To implement nice we need to first assign a priority value to each created process to do so, first initialize priority in the PCB in proc.h
struct proc {
uint sz; // Size of process memory (bytes)
pde_t* pgdir; // Page table
char *kstack; // Bottom of kernel stack for this process
enum procstate state; // Process state
int pid; // Process ID
struct proc *parent; // Parent process
struct trapframe *tf; // Trap frame for current syscall
struct context *context; // swtch() here to run process
void *chan; // If non-zero, sleeping on chan
int killed; // If non-zero, have been killed
struct file *ofile[NOFILE]; // Open files
struct inode *cwd; // Current directory
char name[16]; // Process name (debugging)
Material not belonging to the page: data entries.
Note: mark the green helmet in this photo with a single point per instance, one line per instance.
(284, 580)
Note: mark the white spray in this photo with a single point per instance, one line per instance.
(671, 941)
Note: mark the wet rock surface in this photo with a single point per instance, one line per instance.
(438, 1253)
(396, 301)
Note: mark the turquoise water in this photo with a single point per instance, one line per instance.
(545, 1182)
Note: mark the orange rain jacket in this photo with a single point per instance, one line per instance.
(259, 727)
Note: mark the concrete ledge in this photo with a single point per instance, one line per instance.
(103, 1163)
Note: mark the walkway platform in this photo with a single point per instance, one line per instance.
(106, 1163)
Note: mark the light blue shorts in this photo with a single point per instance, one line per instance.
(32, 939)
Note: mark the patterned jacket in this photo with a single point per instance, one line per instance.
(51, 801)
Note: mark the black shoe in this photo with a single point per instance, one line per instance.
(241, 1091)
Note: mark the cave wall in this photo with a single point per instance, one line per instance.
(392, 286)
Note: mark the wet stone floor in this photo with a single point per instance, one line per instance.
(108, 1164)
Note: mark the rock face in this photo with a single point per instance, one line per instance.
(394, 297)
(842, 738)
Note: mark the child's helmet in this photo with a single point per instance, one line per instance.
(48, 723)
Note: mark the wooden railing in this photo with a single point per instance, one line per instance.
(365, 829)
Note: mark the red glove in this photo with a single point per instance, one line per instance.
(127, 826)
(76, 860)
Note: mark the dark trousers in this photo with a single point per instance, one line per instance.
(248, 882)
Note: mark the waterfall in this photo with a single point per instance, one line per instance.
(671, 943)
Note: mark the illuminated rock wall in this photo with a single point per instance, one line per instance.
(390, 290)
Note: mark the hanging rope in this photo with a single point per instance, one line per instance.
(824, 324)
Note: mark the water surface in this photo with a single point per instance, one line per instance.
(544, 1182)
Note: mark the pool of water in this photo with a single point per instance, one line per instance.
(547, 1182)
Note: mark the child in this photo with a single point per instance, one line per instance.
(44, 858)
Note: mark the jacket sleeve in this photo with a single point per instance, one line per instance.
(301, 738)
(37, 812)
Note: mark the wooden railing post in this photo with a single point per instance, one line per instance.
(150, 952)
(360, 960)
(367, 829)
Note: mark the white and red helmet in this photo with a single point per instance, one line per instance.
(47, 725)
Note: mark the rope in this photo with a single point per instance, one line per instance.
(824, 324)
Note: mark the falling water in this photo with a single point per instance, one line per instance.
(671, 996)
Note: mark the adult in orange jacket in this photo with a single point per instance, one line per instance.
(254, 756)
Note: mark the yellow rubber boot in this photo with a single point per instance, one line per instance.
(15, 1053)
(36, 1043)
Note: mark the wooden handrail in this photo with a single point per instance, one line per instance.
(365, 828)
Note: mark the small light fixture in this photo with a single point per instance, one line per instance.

int priority; // process priority <--------------------------
};
Now when a new process is allocated we need to set the priority so inside proc.c allocproc function we set priority of new process
static struct proc*
allocproc(void)
{
struct proc *p;
char *sp;
acquire(&ptable.lock);
for(p = ptable.proc; p < &ptable.proc[NPROC]; p++)
if(p->state == UNUSED)
goto found;
release(&ptable.lock);
return 0;
found:
p->state = EMBRYO;
p->pid = nextpid++;
p->priority = 4; <------------------------------
........
}
and inside exec.c when a parent process creates a child process we need to set the priority
int
exec(char *path, char **argv){
...........................
...........................
// Commit to the user image.
oldpgdir = proc->pgdir;
proc->pgdir = pgdir;
proc->sz = sz;
proc->tf->eip = elf.entry; // main
proc->tf->esp = sp;
proc->priority = 2; <-----------------------
switchuvm(proc);
freevm(oldpgdir);
return 0;
}
to add the system call we need to first define it in syscall.c ,syscall.h and usys.S
syscall.c
extern int sys_wait(void);
extern int sys_write(void);
extern int sys_uptime(void);
extern int sys_sps(void);
extern int sys_nice(void); <----------------------------
extern int sys_chprio(void);
extern int sys_random(void);
static int (*syscalls[])(void) = {
....
[SYS_mkdir] sys_mkdir,
[SYS_close] sys_close,
[SYS_sps] sys_sps,
[SYS_chprio] sys_chprio,
[SYS_random] sys_random,
[SYS_nice] sys_nice, <--------------------------------
};
syscall.h
#define SYS_sleep 13
#define SYS_uptime 14
#define SYS_open 15
#define SYS_write 16
#define SYS_mknod 17
#define SYS_unlink 18
#define SYS_link 19
#define SYS_mkdir 20
#define SYS_close 21
#define SYS_sps 22
#define SYS_nice 23 <--------------------------
#define SYS_chprio 24
#define SYS_random 25
usys.S
SYSCALL(fstat)
SYSCALL(link)
SYSCALL(mkdir)
SYSCALL(chdir)
SYSCALL(dup)
SYSCALL(getpid)
SYSCALL(sbrk)
SYSCALL(sleep)
SYSCALL(uptime)
SYSCALL(sps)
SYSCALL(chprio)
SYSCALL(nice) <-------------------------
SYSCALL(random)
Now we need to define the logic of the system call inside sysproc.c
sysproc.c
int
sys_nice(void)
{
int inc;
argint(0, &inc);
if (inc + proc->priority >= 20)
proc->priority = 19;
else if (inc + proc->priority <= -20)
proc->priority = -20;
else
proc->priority += inc;
return (int) proc->priority;
}
for the current process we accept an integer that can change the priority of a process if the sum is >= 20 we set the priorit as 19 otherwise is its less than -20 we set it as -20.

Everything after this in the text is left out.